Bruno Poveda

Personal information
- Full name: Bruno Rodrigo Poveda Zeballos
- Date of birth: 22 October 2003 (age 21)
- Place of birth: Santa Cruz de la Sierra, Bolivia
- Height: 1.81 m (5 ft 11 in)
- Position(s): Goalkeeper

Team information
- Current team: GV San José
- Number: 1

Youth career
- 2015–2019: Blooming
- 2019–2022: Wilstermann

Senior career*
- Years: Team / Apps / (Gls)
- 2021–2024: Wilstermann / 31 / (0)
- 2025–: GV San José / 9 / (0)

International career^{‡}
- 2023–: Bolivia U20 / 4 / (0)
- 2024–: Bolivia U23 / 2 / (0)

= Bruno Poveda =

Bolivian footballer (born 2003)

Bruno Rodrigo Poveda Zeballos (born 22 October 2003) is a Bolivian professional footballer who plays as a goalkeeper for Bolivian club GV San José.

==Club career==
Born in Santa Cruz de la Sierra, Poveda joined Jorge Wilstermann's youth sides in 2019, from Blooming. He made his professional debut at the age of 18 on 7 December 2021, coming on as a late substitute for Daniel Sandy in a 3–0 home win over Real Tomayapo.
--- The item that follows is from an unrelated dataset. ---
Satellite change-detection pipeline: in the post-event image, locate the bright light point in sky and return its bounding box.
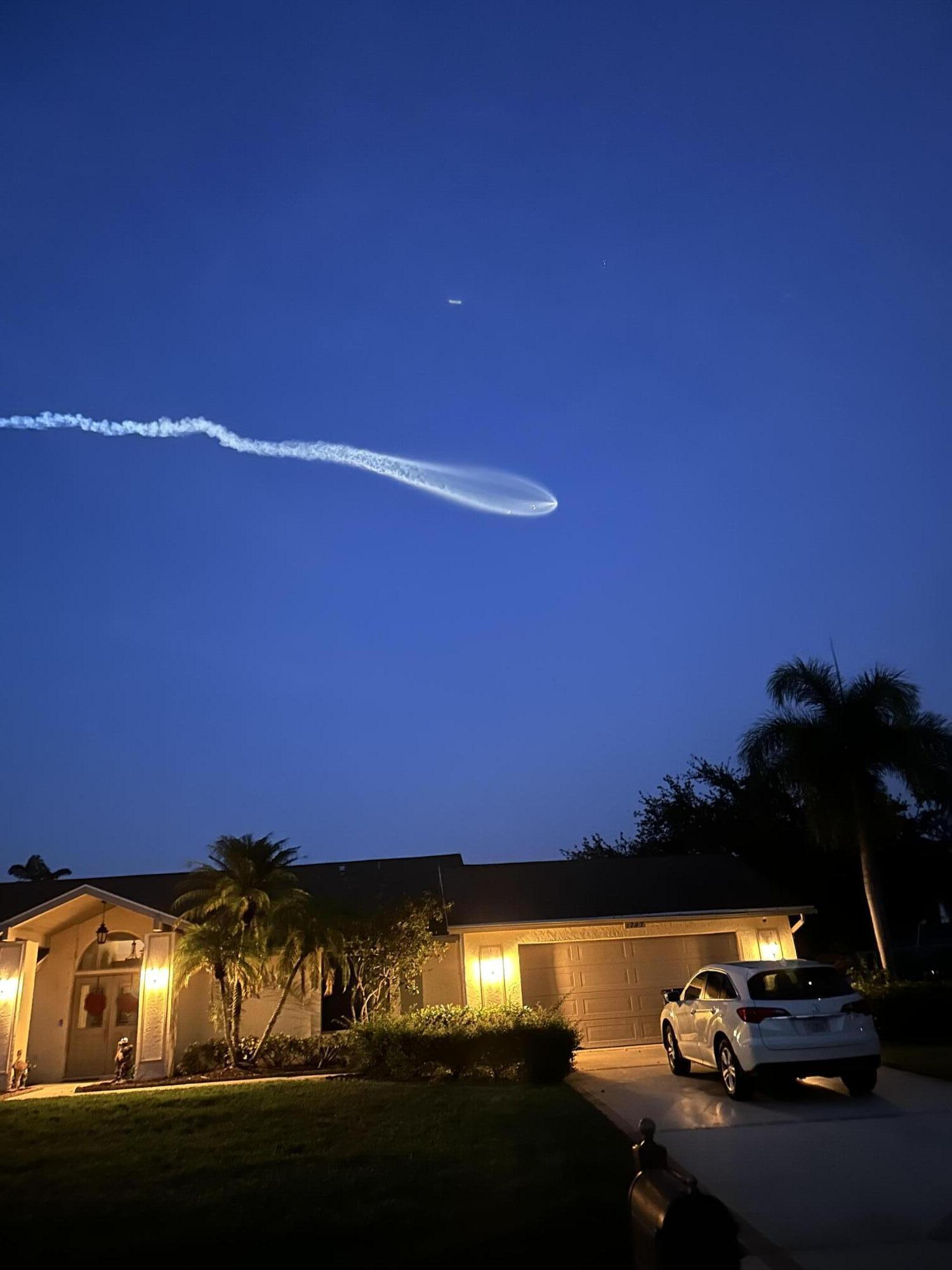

A third-choice during the 2022 season behind Luis Cárdenas and José Escobar, Poveda featured in his first international match on 28 April 2022, starting in a 3–1 Copa Sudamericana home loss to São Paulo. He became the youngest Bolivian goalkeeper to feature in a continental match, surpassing Luis Galarza's record with The Strongest in 1971.

After spending the 2023 campaign as a backup to Paraguayan Arnaldo Giménez, Poveda became a starter in 2024.

He was announced as a new GV San José player in January 2025.

==International career==
After representing Bolivia at under-20 level in the 2023 South American U-20 Championship, Poveda received his first call up to the full side on 7 June 2023, for two friendlies against Ecuador and Chile. On 16 January 2024, he was included in Antônio Carlos Zago's final 23-man list for the 2024 CONMEBOL Pre-Olympic Tournament.